Thousands of workers wearing red will gather Tuesday in Lansing, Michigan’s state capital, to try to head off an attempt by Republican governor Rick Snyder and a lame duck legislature to make Michigan a right to work for less state.
On December 6, Gov. Snyder, state senate majority leader Randy Richardville, and house speaker Jase Bolger, all Republicans, announced that they intended to make Michigan the 24th right to work for less state in the US. Within hours of the announcement, the state senate and house had passed appropriations bills that included so called right to work legislation.
There were no committee hearings and no chance for the public to provide formal testimony about the consequences of enacting such legislation.
The bills that came out of the house and senate still need to be reconciled, and a vote on a reconciled version of the two bills will to take place on Tuesday. Gov. Snyder said that he will sign the final version of the bill.
Labor unions and Working Michigan, a progressive coalition of community, religious, and labor groups, hope that a massive turnout of union members and supporters on Tuesday will convince the legislature and Gov. Snyder to reconsider their decision.
Under the federal Taft Hartley law, state’s have the authority to enact legislation that has commonly come to be known as a right to work law. So-called right to work laws allow employees who enjoy the benefits of union contracts and services provided by dues paying members such as grievance representation to refuse to pay union dues.
The purpose of these laws is to make it more difficult for union workers to bargain collectively and enforce contracts that have been negotiated.
According to Working Michigan, workers in so-called right to work states earn about $1,500 less a year than comparable workers in states that do not have such laws.
The right to work for less vote was the second big setback this year for Michigan workers. Unions in Michigan tried to pass an amendment to the state constitution making collective bargaining a right guaranteed by the constitution. A referendum on the amendment held on Election Day was badly defeated.
Sensing a weakness after the referendum defeat, Republican’s moved swiftly to make Michigan a right to work state before the next session of the legislature convenes.
The Michigan Legislature that passed the two bills is composed of members who will not be returning when the next session of the legislature convenes in January. Some lost re-election bids; some are retiring.
As a result, Republicans will have a narrower majority, and it will be more difficult to pass laws that make it harder for workers to bargain collectively, which has been especially high on the Republican agenda since 2010.
Union leaders thought that Republicans might try to pass some kind of anti-worker legislation during the lame duck session and tried to mobilize members in advance. But the swiftness of the lawmakers’ actions on Thursday, seems to have caught the union leaders off guard.
Over the weekend, opponents of the proposed legislation regrouped and called for Tuesday’s mobilization.
Should the proposed legislation become law, it will be very difficult for unions to repeal it. Lawmakers included right to work language in appropriation acts, which are not subject to a referendum vote.
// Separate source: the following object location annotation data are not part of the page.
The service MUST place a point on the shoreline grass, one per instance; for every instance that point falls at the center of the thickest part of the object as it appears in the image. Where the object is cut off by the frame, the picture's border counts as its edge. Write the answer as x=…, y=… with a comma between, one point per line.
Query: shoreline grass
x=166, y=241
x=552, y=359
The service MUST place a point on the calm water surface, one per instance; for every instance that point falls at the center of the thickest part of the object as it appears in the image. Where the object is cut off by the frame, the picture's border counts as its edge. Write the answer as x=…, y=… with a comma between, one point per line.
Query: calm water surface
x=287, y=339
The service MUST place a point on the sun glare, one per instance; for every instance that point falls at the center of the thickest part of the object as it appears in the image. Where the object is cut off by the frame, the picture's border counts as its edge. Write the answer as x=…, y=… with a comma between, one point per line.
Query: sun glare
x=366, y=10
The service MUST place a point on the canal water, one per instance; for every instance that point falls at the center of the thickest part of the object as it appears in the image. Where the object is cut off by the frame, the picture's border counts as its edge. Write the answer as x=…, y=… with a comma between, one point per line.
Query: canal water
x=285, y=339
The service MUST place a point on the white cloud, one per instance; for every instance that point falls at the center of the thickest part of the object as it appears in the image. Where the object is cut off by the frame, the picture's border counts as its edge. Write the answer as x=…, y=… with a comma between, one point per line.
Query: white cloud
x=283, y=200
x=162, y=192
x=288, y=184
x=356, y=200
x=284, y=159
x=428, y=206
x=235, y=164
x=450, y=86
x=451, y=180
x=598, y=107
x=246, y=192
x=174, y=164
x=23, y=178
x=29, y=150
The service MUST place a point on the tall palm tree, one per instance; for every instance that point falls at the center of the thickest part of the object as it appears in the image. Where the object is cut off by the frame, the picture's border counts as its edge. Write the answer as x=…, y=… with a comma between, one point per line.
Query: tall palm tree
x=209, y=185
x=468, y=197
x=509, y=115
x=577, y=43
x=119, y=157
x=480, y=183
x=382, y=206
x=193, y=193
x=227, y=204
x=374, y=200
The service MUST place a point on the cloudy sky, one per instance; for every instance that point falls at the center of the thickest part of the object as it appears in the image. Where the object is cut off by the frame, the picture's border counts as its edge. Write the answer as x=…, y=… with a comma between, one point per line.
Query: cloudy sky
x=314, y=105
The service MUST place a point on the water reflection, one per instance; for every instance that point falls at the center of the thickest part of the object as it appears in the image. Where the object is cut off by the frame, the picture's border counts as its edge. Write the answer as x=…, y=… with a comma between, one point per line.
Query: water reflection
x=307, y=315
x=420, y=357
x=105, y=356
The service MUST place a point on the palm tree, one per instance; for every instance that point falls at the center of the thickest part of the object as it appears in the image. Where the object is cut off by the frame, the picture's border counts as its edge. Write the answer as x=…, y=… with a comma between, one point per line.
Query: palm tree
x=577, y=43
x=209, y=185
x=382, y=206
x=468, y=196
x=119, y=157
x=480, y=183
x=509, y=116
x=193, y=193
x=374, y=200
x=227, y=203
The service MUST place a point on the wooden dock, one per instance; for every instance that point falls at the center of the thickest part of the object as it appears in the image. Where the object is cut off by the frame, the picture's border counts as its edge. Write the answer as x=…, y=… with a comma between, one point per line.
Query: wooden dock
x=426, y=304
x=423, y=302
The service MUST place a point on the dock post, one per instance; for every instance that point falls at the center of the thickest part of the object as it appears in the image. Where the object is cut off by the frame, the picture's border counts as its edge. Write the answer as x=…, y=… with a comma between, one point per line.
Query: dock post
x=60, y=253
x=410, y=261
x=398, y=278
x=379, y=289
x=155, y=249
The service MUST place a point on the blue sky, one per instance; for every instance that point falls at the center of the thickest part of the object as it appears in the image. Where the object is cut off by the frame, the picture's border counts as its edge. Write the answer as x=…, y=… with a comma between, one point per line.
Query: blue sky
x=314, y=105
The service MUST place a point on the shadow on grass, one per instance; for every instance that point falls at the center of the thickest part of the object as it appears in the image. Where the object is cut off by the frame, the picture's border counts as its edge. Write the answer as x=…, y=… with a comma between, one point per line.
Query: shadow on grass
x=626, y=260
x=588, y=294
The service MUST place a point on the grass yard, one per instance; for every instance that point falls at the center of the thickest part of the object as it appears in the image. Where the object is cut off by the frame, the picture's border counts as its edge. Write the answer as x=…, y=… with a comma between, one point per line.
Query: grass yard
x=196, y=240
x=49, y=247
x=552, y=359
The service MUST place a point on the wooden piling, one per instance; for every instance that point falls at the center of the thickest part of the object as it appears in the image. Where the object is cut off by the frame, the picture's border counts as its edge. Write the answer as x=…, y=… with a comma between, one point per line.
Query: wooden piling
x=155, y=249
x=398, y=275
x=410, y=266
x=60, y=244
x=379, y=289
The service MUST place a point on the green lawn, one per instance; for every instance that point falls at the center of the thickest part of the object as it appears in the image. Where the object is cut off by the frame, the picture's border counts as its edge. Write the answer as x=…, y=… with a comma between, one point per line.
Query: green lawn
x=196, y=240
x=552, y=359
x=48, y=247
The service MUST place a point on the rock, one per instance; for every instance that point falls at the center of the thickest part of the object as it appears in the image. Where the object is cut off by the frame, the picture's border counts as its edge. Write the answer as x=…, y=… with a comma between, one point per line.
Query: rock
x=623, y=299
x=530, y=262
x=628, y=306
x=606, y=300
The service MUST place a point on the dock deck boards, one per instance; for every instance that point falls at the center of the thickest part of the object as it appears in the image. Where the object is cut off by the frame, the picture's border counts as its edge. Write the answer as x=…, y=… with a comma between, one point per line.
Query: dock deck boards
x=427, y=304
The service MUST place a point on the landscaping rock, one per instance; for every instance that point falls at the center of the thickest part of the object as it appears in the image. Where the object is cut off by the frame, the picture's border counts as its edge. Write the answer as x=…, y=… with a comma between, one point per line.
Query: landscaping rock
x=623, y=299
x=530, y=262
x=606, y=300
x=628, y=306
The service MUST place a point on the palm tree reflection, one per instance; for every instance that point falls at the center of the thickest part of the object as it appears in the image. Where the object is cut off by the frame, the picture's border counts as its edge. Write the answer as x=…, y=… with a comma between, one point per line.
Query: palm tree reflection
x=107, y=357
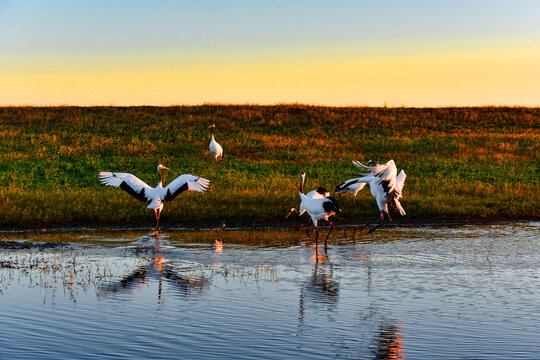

Making repeal even more problematic is the fact that a recent poll found that 54 percent of Michigan voters support right to work legislation.
The United Auto Workers called the legislation a “devastating blow to the middle class in Michigan” designed “to flatten wages and crush workers rights.”
Working Michigan said that
In the wake of this legislation, the only ‘freedom’ gained for Michigan workers will be the freedom to make less, the freedom to be disrespected at work, the freedom to struggle to pay their bills, and the freedom to be left out of the American dream. This bill is a blatant attempt by the richest in Michigan to silence the voices of working families in our democracy, build their own power, and make the growing gap between the rich and everyone else even bigger.
The proposed law will not affect contracts that are already in place; however, as contracts in the public and private sector expire and new contracts are negotiated, they will reflect the change.